Our first stop – St. George Village Botanical Garden.
St. George Village Botanical Garden was started by a small group of women who, as Sweeney put it, needed something to do. They started the garden on one of the old plantation sites with the ruins of the plantation buildings still visible. The tropical plants have come from all over. (As one of the members of our group commented, “You can see that plant in Florida.”) It is, however, a work in progress; St. Croix Garden Club is working to re-establish tropical plants that might have been present on St. Croix before room was made for sugar cane plantations.

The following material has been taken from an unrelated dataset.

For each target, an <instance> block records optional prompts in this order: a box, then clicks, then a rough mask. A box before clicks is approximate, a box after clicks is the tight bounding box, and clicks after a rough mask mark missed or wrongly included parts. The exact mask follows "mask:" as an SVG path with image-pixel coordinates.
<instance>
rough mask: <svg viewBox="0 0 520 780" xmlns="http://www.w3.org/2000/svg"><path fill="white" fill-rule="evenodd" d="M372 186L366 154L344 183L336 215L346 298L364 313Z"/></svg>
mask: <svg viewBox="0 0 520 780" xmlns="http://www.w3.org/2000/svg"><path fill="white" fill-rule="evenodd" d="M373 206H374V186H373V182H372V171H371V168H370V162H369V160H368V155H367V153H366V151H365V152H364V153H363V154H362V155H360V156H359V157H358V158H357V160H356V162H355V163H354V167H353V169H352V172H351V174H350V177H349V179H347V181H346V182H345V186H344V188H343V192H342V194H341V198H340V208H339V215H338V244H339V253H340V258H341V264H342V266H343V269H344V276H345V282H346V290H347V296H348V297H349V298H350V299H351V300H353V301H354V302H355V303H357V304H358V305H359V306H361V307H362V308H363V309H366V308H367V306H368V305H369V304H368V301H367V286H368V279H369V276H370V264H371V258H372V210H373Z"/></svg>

The tour begins at the ruins of the kitchen. The ladies had initially tried planting within the walls, but couldn’t get anything to grow for very long. When they decided to remove the top layers of dirt, they found the stone floor of the kitchen. Outside, as well as inside, sit large pots and barrels of herbs, many of which Sweeney invited us to rub or sniff a leaf or two that he plucked off the plant.
We were able to look into the remains of the blacksmith’s shop,
walk through a museum building that contained a model of the plantation and a list of the various owners of the land,
Sweeney was a super-intelligent, knowledgeable guide who was ready to answer any questions about the island that we had – we even got into a couple of discussions on politics.
Next stop on the tour – lunch, but that’s for another post.
If you ever get to St. Croix, make sure you take the Sweeney Tour.